Importance of the Topic

Per- and polyfluoroalkyl substances (PFAS) are a large class of persistent and bioaccumulative pollutants of global concern. Their unique properties, including environmental persistence, volatility, and potential toxicity, necessitate robust analytical methods to detect a wide range of PFAS in complex matrices such as soil and drinking water.

Objectives and Study Overview

This study aimed to develop and validate an accurate mass library for gas chromatography–quadrupole time-of-flight mass spectrometry (GC/Q-TOF) to enhance the detection and identification of both known and emerging PFAS in environmental samples. Secondary objectives included screening for additional contaminants in drinking water, such as disinfection byproducts and industrial chemicals.

Methodology and Instrumentation

• Sample Preparation
  • Soil from biosolid-amended fields in California extracted with methylene chloride.
  • Drinking water from two California locations (surface water and mixed source) extracted by multimode SPE and eluted with MTBE/MeOH, DCM, NH4OH and formic acid in EtAC:MeOH, concentrated and solvent-exchanged.
• GC/Q-TOF Analysis
  • Agilent 8890 GC coupled to 7250 high-resolution Q-TOF.
  • Inlet: 70 °C to 250 °C ramp, splitless 1 µL injection.
  • Columns: DB-5MS and DB-624, temperature programs optimized for PFAS separation.
  • Carrier gas: Helium at constant flow; transfer line 250 °C; source 200 °C; quadrupole 150 °C; electron energy 70 eV.
  • Spectral acquisition: 50–1200 m/z at 5 Hz.
• Data Processing
  • Deconvolution with MassHunter Unknowns Analysis using SureMass algorithm.
  • Library creation and compound ID via MassHunter Qualitative and PCDL Manager.
  • Statistical comparison in Mass Profiler Professional.

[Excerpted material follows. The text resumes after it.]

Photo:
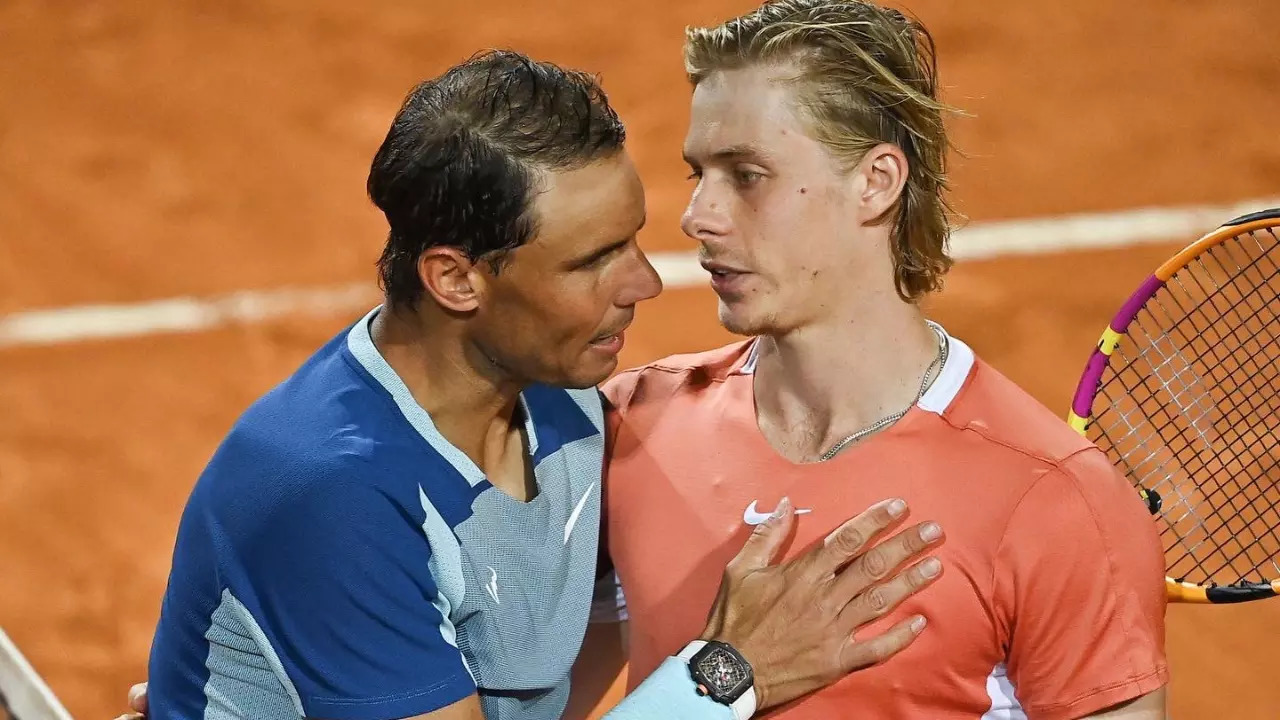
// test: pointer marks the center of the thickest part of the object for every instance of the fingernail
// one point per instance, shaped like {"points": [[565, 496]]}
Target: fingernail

Main Results and Discussion

• Library Development
  • Compiled accurate mass EI spectra for over 100 PFAS compounds across diverse classes (PFAIs, FTIs, FTOHs, etc.).
  • Automated fragment formula annotation verified and incorporated into a GC/MS Personal Compound Database and Library (PCDL).
• PFAS Detection in Environmental Samples
  • Identified PFAS in soil and both drinking water sources using retention indices and accurate mass matches.
  • Representative compounds included ethyl perfluorobutyl ether in soil and methyl perfluorooctanoate in water.
• Screening for Additional Contaminants
  • Over 100 non-PFAS contaminants detected in drinking water, including disinfection byproducts, personal care chemicals, pharmaceuticals and pesticides.
  • Comparative analysis revealed source-dependent profiles (e.g. Irvine vs Weaverville), supported by volcano plot and targeted reprocessing for high-abundance compounds.

Benefits and Practical Applications

• High confidence PFAS identification facilitated by accurate mass library and high-resolution MS.
• Broader contaminant screening capability without additional sample injections.
• Applicability for environmental monitoring, regulatory compliance, and water quality assessment.

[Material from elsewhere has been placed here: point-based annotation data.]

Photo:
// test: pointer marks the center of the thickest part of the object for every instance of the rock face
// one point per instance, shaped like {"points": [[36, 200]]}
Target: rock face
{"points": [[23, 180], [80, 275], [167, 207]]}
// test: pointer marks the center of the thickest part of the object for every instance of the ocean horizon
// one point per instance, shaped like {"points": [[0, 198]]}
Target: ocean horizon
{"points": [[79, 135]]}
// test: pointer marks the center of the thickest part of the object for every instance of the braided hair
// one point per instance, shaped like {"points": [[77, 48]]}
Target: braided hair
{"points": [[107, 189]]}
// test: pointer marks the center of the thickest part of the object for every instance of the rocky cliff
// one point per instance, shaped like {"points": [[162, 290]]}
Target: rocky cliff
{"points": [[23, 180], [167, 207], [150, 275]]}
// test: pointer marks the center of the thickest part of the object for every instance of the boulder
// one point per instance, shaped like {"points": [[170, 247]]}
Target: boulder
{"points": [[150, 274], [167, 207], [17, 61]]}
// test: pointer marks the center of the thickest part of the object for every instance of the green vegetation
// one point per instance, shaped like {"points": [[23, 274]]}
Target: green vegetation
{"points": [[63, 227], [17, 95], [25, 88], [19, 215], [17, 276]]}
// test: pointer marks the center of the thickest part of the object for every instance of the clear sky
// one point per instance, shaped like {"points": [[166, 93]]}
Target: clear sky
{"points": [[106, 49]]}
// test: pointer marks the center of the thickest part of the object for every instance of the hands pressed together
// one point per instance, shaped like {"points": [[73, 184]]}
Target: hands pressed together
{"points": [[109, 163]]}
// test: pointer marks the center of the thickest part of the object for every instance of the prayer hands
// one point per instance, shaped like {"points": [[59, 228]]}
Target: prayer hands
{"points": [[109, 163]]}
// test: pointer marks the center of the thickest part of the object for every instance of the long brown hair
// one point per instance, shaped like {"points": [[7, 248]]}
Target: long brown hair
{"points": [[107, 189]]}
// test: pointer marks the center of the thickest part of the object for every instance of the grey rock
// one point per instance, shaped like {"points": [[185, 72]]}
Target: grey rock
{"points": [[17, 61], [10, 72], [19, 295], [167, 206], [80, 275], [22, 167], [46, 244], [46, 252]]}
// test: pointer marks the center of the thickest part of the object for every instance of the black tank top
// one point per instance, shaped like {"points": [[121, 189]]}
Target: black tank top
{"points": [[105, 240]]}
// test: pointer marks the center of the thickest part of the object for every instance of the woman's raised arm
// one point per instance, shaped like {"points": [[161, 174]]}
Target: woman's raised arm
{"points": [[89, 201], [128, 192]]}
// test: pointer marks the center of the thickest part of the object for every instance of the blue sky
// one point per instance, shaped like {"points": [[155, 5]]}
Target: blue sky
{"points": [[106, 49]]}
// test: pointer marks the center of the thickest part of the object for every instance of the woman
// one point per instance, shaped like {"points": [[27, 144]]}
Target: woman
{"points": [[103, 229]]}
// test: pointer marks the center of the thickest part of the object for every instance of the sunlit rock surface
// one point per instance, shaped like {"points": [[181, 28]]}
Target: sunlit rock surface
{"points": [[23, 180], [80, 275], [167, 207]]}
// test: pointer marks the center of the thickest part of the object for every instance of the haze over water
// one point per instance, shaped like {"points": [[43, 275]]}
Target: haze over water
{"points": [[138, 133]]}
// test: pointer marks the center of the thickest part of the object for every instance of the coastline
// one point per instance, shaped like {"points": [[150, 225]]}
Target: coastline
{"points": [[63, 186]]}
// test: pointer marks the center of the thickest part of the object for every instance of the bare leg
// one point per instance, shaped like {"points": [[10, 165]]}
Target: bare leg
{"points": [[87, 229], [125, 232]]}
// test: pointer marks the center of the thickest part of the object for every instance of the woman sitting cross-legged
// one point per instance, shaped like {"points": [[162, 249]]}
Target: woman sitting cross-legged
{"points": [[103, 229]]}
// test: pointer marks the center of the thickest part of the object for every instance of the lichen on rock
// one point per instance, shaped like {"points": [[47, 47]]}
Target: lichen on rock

Future Trends and Potential Uses

• Expansion of the PCDL to include emerging and proprietary PFAS structures.
• Integration with targeted quantitation workflows for regulatory monitoring.
• Application to other complex matrices such as biota, sediments, and industrial effluents.
• Advancements in high-resolution GC/MS software for automated annotation and real-time screening.

Conclusion

The study demonstrates a comprehensive workflow for PFAS screening in environmental samples by combining high-resolution GC/Q-TOF analysis with an accurate mass spectral library. This approach enhances detection specificity, enables broad contaminant profiling, and supports environmental risk assessment efforts.